On the surface, it sounded great, but I remembered the vision Kel had shown me. The people who gazed up at me seemed brainwashed. Maybe the world was a shithole, but at least it was full of people who could call their minds their own. I didn’t want to create some totalitarian regime where this creepy fucker controlled our actions and opinions. The idea of being used in that fashion made me want to barf.
“I’m unclear on what you’re offering,” I said softly, buying time. “I thought I’d be some kind of a religious leader. But it seems like you’re inviting me to take a different role.”
Before he could reply, footsteps crunched over the gravel, heavy ones. They thumped over to the lawn, coming toward us. Kel was the only person big enough to make those strides. Relief surged through me; surely he could get rid of his boss.
“What’re you doing here?” Kel demanded.
“Checking up on you, Nephilim.
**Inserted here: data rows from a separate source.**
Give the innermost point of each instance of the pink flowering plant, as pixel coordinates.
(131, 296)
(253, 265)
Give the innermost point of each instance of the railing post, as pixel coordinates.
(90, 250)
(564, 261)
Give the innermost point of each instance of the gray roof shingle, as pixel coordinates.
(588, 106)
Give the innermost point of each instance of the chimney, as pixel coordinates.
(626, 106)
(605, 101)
It is my right.”
“If you frighten her away, then this failure is on you,” Kel said coldly.
His tats glowed with threatening power, and for a horrified moment, I wondered if they would duke it out on Chuch’s lawn. I held up a hand, almost too scared to speak, but somehow I got the words out.
“Please . . . take it down the road. Find an empty field. The winner can come find me. Just . . . don’t hurt my friends. Don’t hurt the baby.”
“There’s no need for violence,” Barachiel said silkily. “I always win. Isn’t that right, half-breed?”
The archangel raised his arm, and Kel’s body stretched taut, as if pulled on a torture rack. Then Barachiel slammed his palm downward; Kel’s knees buckled, dropping him into a humble, penitent posture. I’d never imagined a force strong enough to control Kel, but Barachiel’s power was undeniable. And terrible.